Founder
DEREK WALCOTT (January 23, 1930 – March 17, 2017), founder and former artistic director of Boston Playwrights’ Theatre, was a world-renowned poet and playwright and the author of numerous books of poetry, essays, and plays. He received the Nobel Prize for Literature in 1992. Walcott’s Dream on Monkey Mountain received an Obie Award for the most distinguished foreign play.
His plays have been produced by the New York Shakespeare Festival, the Mark Taper Forum, the Negro Ensemble Company, the American Repertory Theatre, Arena Stage, and the Guthrie Theatre, among others. His stage adaptation of Homer’s The Odyssey was staged to sold-out London audiences by the Royal Shakespeare Company in 1993. Born in 1930 on the island of Saint Lucia in the West Indies, Walcott graduated from the University College of the West Indies. In 1957, he received a Rockefeller Foundation Fellowship to study American drama and has continued to win numerous awards for his verse and drama, including an O’Neill Foundation-Wesleyan University Fellowship for Playwrights (1969), the Guggenheim Award (1977), the American Poetry Review Award (1979), the Welsh International Writer’s Prize (1980), the Queen’s Medal for Poetry (1988), and the W. H. Smith Prize (1991). Walcott was awarded a five-year MacArthur Foundation Fellowship in 1981.

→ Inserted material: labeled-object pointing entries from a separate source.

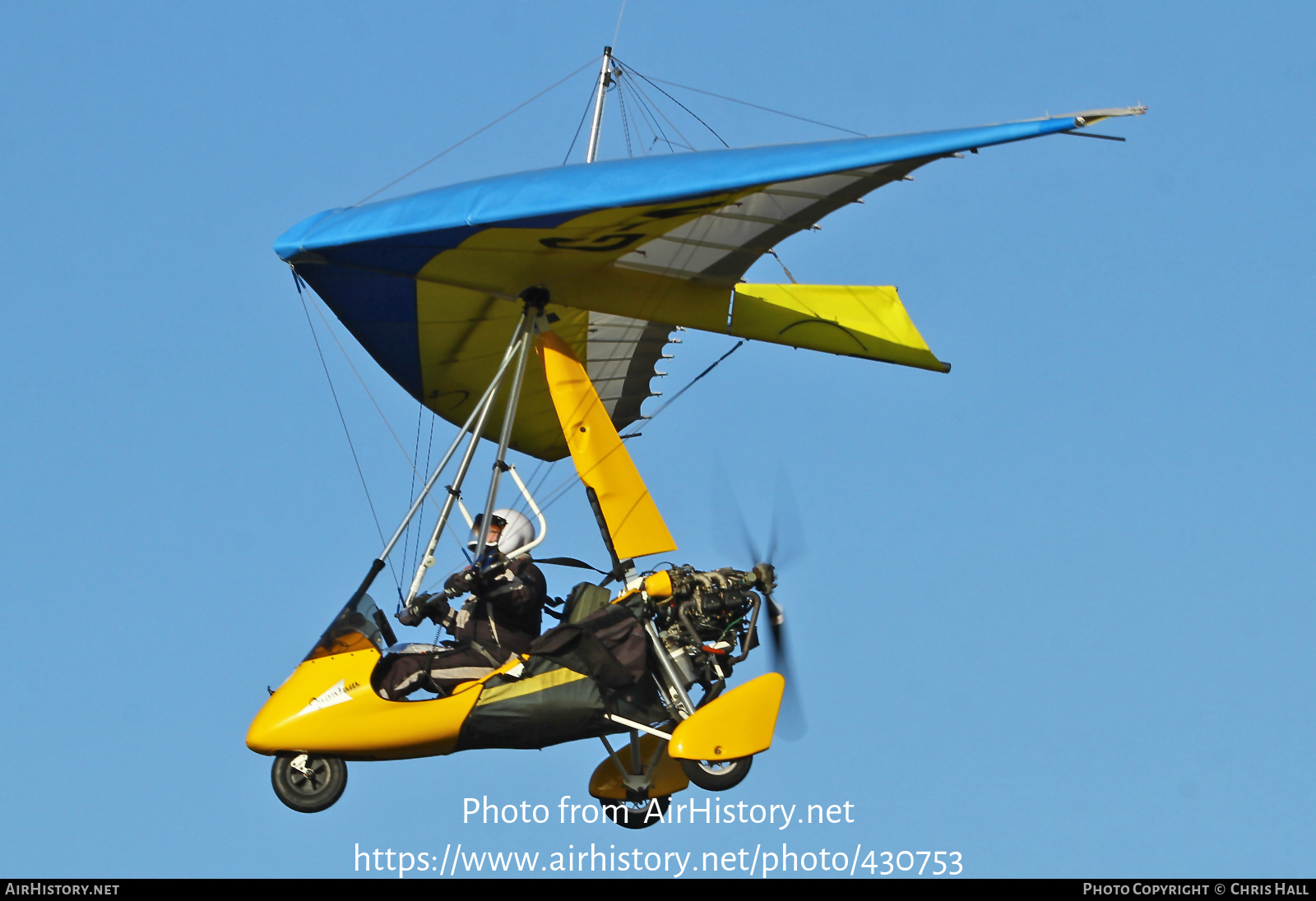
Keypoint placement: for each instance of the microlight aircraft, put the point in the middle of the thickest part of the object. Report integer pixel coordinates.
(544, 300)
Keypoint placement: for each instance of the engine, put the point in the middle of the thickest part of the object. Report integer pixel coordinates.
(708, 620)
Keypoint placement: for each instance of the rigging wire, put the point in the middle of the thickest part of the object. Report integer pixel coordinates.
(378, 409)
(745, 103)
(625, 125)
(679, 104)
(581, 125)
(480, 131)
(651, 118)
(387, 424)
(344, 421)
(688, 142)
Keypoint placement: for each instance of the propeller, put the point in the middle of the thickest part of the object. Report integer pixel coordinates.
(785, 545)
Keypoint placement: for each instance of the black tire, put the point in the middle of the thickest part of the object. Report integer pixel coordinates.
(308, 793)
(632, 815)
(716, 775)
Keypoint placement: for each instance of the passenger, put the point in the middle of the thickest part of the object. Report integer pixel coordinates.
(502, 617)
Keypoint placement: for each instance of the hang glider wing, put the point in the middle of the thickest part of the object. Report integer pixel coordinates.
(628, 250)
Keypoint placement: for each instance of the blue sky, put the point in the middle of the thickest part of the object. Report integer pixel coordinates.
(1056, 609)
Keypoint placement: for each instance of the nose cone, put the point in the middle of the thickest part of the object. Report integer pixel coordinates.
(313, 709)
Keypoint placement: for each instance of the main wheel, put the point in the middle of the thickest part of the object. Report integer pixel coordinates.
(308, 783)
(636, 815)
(716, 775)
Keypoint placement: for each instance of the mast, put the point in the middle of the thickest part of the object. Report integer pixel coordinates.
(605, 81)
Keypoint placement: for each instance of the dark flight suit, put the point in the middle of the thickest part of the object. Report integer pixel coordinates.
(502, 618)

Walcott founded the Trinidad Theatre Workshop in 1959 as the Little Carib Theatre Workshop. The Trinidad Theatre Workshop has grown into an internationally recognized repertory company based in Port-of-Spain, Trinidad. They have toured the United States, and their Boston performances include the 1995 productions at the Boston University Theatre on Huntington Avenue of Walcott’s Elliot Norton Award–winning The Joker of Seville and Dream on Monkey Mountain. In 1981, when he began teaching poetry and playwriting at Boston University, with BU’s help and a portion of his MacArthur Foundation Award, Walcott established Boston Playwrights’ Theatre.